Even some sites that don’t rely on Cloudflare’s content delivery network were affected. The BBC reported that Coindesk, a major cryptocurrency and blockchain news blog, briefly displayed incorrect pricing information for bitcoin after the outage hit some of its data providers.
Certain secondary Cloudflare services were still experiencing issues more than two hours after the company brought its platform back online. Cloudflare Analytics, which helps site operators track user traffic, stopped displaying new data and web request logs were being delivered with a delay.
The downtime was apparently caused by an internal operational error. In a series of tweets, Cloudflare Chief Executive Matthew Prince detailed that a “massive spike in global CPU usage” took down both the provider’s primary and its backup systems. Prince pledged that the company will put new protections in place to insulate its backup systems from potential future outages and ensure they can kick into action as intended.
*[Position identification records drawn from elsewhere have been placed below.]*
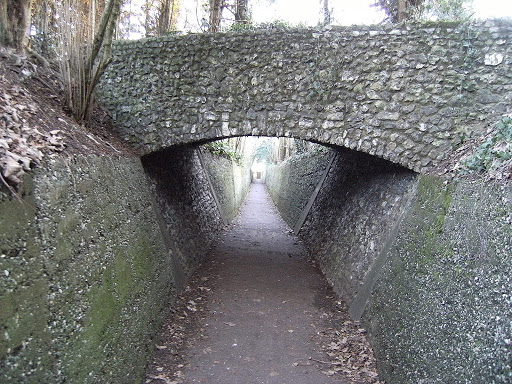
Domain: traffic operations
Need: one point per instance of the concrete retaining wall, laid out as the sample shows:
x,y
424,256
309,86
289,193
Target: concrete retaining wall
x,y
426,264
90,263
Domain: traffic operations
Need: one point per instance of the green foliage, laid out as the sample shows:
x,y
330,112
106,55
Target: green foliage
x,y
222,148
494,152
273,25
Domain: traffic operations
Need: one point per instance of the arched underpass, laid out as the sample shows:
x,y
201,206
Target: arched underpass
x,y
91,260
267,301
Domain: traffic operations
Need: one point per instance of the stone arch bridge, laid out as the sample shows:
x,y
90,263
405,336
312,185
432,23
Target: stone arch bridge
x,y
406,93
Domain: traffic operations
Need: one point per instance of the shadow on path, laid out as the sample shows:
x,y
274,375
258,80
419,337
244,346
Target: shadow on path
x,y
255,312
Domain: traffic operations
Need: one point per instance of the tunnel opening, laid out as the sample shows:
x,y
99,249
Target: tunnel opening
x,y
347,203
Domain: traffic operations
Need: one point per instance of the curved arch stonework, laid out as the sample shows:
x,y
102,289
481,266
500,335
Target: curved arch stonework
x,y
405,93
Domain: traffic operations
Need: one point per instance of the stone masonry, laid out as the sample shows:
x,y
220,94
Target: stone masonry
x,y
406,93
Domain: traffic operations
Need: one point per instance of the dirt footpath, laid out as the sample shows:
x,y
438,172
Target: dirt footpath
x,y
259,312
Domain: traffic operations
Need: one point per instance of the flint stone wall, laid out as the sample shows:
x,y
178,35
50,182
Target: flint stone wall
x,y
406,93
425,263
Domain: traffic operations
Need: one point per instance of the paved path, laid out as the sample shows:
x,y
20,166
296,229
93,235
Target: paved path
x,y
264,308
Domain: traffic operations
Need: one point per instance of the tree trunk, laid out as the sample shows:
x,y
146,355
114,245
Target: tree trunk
x,y
168,17
327,13
215,14
241,12
402,10
14,23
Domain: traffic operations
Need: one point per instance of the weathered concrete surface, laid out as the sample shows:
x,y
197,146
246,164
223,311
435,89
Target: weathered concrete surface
x,y
294,180
404,93
85,274
425,262
441,310
231,180
90,262
264,308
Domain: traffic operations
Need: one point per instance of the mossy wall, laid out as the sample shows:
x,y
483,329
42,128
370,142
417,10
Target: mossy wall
x,y
89,266
86,275
441,310
426,262
292,182
231,181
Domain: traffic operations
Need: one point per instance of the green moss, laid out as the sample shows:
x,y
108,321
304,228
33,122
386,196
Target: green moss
x,y
121,283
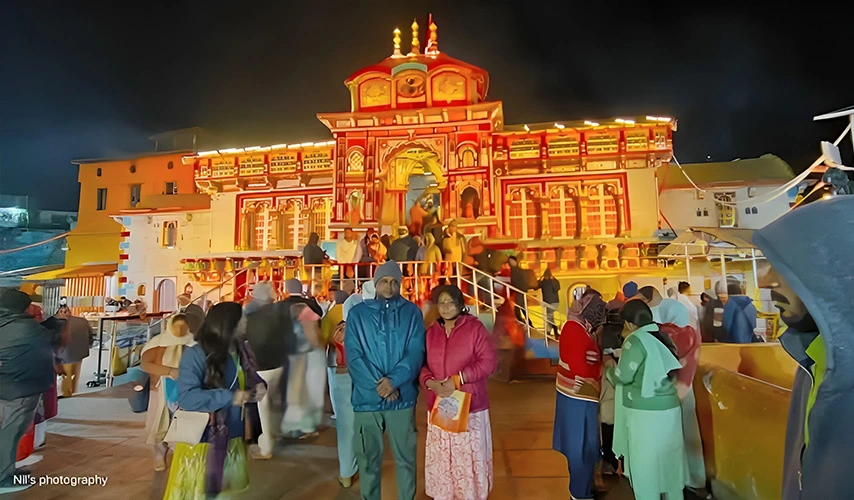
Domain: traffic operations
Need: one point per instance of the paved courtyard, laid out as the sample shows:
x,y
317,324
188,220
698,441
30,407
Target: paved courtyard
x,y
97,434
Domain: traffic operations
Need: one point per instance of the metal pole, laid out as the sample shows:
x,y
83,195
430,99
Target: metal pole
x,y
755,273
688,263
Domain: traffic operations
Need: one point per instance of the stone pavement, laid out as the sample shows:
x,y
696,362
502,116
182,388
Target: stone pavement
x,y
97,434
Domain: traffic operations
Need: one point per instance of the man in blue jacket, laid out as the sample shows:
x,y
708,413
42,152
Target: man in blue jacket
x,y
385,352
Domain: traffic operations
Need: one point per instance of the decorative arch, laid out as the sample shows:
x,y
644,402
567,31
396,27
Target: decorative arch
x,y
356,159
522,214
399,163
470,194
603,211
564,207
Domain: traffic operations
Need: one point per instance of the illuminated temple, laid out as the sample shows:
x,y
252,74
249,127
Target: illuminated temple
x,y
580,197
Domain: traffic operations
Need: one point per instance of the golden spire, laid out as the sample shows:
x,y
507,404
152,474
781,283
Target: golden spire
x,y
416,45
396,43
433,43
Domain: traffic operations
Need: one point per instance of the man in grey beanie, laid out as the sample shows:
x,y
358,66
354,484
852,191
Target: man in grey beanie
x,y
385,352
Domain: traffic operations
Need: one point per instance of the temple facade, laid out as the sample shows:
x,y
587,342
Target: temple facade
x,y
421,144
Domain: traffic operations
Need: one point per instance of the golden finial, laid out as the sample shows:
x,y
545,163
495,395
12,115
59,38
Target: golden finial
x,y
433,43
397,43
416,45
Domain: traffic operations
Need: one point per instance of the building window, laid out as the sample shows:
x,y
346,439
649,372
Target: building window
x,y
356,161
318,217
135,194
726,213
267,227
170,234
252,165
602,218
102,199
660,139
522,216
602,143
563,222
637,141
467,156
564,146
283,162
317,160
223,167
524,148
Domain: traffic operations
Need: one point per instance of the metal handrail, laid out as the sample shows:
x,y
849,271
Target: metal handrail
x,y
459,272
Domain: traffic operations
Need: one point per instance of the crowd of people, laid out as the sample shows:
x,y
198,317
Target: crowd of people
x,y
261,371
625,403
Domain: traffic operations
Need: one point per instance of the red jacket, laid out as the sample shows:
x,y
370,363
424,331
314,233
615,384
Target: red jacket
x,y
574,344
468,350
687,342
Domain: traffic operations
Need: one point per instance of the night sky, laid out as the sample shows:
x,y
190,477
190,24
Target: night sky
x,y
96,78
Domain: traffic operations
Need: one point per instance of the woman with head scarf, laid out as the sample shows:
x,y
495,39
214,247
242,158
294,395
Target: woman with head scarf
x,y
576,427
161,357
460,353
648,417
217,375
686,339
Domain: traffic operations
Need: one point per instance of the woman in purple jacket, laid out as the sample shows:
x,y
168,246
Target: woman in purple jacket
x,y
459,466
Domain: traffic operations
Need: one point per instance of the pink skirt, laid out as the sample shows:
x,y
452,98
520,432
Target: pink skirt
x,y
459,466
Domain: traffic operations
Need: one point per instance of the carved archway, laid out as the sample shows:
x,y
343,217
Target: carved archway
x,y
399,163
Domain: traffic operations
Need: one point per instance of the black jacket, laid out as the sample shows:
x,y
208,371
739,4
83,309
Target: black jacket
x,y
26,356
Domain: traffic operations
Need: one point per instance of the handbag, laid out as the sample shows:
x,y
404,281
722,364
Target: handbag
x,y
189,426
451,414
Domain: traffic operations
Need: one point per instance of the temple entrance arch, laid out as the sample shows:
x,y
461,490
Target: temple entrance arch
x,y
412,179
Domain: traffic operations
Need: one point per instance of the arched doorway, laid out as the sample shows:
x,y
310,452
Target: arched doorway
x,y
165,295
412,179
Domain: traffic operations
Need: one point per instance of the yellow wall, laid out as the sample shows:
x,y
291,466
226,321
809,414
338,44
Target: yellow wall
x,y
743,424
96,237
643,202
743,394
767,362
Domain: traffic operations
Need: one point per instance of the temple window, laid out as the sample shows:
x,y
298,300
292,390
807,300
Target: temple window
x,y
563,222
637,140
726,213
524,148
602,143
317,160
223,167
602,218
564,146
170,234
356,161
470,203
262,227
252,165
522,217
283,162
468,157
318,218
660,139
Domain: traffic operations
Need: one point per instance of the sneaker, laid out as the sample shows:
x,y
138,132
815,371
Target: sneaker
x,y
13,489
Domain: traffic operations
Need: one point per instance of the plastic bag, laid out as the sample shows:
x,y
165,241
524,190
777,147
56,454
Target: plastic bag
x,y
451,414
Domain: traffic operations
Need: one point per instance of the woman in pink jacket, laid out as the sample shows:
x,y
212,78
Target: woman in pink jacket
x,y
459,466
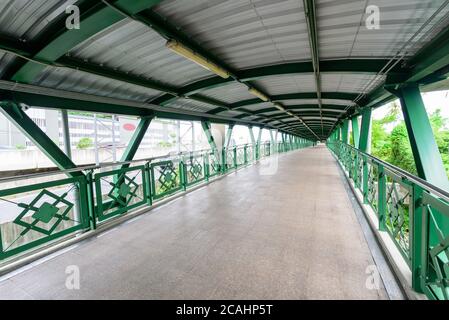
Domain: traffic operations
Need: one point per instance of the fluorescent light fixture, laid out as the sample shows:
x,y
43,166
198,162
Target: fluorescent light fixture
x,y
180,49
258,94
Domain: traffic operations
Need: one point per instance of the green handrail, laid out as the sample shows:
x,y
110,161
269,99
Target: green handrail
x,y
38,214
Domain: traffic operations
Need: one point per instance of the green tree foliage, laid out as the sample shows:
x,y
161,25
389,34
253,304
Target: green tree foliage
x,y
394,146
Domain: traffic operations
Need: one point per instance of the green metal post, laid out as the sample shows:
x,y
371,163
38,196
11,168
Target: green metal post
x,y
136,139
229,135
16,115
355,131
259,138
365,179
381,196
365,131
207,131
345,131
253,142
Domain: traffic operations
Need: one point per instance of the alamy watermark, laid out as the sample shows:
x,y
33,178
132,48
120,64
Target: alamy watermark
x,y
373,280
73,19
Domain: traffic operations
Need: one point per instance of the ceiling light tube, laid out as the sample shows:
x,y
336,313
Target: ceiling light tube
x,y
258,94
187,53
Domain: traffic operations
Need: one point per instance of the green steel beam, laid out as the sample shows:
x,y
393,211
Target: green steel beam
x,y
14,113
251,135
310,13
425,150
58,102
136,139
355,131
210,138
365,131
346,97
97,18
430,59
229,134
345,131
334,66
39,100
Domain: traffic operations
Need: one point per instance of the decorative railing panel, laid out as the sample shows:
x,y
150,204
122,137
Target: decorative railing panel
x,y
54,206
411,211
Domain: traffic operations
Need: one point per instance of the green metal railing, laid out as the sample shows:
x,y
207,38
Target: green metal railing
x,y
39,209
414,213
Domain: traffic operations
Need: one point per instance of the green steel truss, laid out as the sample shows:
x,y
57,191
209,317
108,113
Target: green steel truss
x,y
413,212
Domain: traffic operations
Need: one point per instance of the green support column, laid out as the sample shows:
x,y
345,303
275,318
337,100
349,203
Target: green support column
x,y
253,141
251,135
425,150
365,131
355,131
136,139
16,115
259,138
345,131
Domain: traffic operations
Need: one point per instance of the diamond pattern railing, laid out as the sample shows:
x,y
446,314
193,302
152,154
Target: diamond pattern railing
x,y
413,213
38,214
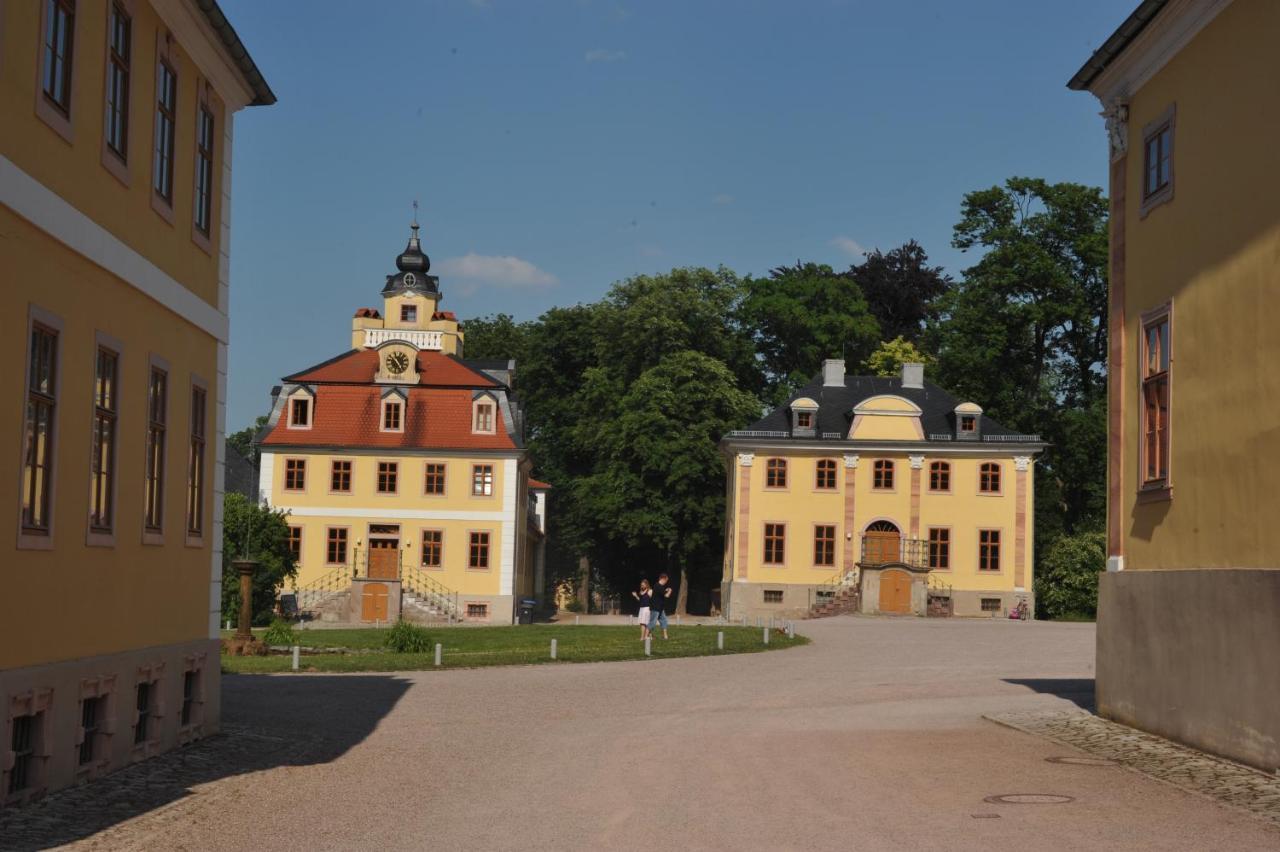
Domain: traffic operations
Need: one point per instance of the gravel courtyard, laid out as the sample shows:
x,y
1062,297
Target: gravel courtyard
x,y
872,737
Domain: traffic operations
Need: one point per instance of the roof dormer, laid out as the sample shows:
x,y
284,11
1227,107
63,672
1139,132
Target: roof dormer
x,y
804,417
968,425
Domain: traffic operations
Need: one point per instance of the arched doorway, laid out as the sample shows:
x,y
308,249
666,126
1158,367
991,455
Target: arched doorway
x,y
895,591
882,543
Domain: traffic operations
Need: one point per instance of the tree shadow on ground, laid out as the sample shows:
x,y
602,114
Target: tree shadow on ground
x,y
1078,691
268,722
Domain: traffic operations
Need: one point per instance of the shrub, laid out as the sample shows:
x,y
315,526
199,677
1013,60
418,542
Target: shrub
x,y
280,632
1068,581
407,639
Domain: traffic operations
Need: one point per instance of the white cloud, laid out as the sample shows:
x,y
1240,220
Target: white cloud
x,y
849,246
501,270
602,55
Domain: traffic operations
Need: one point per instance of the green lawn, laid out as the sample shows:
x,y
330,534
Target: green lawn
x,y
476,646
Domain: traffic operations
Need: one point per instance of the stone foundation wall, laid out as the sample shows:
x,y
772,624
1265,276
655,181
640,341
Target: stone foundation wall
x,y
1194,656
55,694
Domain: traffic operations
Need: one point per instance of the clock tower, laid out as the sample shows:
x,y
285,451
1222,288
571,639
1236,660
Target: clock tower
x,y
410,314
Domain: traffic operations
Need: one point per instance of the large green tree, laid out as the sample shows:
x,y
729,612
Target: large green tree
x,y
1024,333
801,315
901,289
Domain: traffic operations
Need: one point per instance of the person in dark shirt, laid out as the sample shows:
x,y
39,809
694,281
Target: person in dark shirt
x,y
663,601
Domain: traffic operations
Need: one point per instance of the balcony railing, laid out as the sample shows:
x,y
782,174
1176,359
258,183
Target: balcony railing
x,y
883,550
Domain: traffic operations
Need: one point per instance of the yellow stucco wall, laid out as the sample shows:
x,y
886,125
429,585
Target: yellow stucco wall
x,y
801,505
76,170
1215,251
365,499
76,600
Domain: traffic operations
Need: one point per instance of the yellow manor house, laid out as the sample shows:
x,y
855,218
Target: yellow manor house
x,y
1189,608
403,471
115,168
885,495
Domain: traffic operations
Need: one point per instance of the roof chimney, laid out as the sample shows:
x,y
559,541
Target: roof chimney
x,y
833,372
913,375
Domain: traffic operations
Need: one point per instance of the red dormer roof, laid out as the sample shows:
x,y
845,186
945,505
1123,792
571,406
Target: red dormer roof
x,y
350,416
360,366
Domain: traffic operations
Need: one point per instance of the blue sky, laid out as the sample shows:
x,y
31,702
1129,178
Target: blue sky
x,y
558,146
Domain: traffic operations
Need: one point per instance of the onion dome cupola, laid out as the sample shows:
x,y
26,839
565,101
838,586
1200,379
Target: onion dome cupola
x,y
414,266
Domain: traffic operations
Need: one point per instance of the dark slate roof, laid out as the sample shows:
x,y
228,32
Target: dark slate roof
x,y
836,407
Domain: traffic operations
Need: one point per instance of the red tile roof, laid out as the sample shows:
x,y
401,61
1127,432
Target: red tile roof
x,y
351,416
435,370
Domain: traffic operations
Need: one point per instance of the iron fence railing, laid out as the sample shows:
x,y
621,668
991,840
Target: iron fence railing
x,y
883,550
432,591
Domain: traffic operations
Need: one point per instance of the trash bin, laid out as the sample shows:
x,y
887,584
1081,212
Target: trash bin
x,y
526,610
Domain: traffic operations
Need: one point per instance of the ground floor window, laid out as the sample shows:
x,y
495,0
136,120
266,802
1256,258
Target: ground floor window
x,y
22,743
The reason why the disruption had such a big impact on the web has to do with Cloudflare’s central role in processing global internet traffic. More than 16 million sites rely on the company’s platform to load pages for users, as well as to fend off online threats such as distributed denial-of-service attacks.
Large-scale outages at major internet companies don’t occur too frequently, but the impact is often global when they do happen. In June, a technical issue caused YouTube, Gmail, G Suite and other core Google LLC products to become unavailable for four hours. It also caused disruptions for external services such as Snapchat that run on the search giant’s cloud platform.
“In 2019, with automation software available for all deployment tasks downtime caused by human error is simply no longer acceptable, Robert Reeves, co-founder and chief technology officer of database release automation software provider Datical Inc., told SiliconANGLE. “It’s time for this to stop.”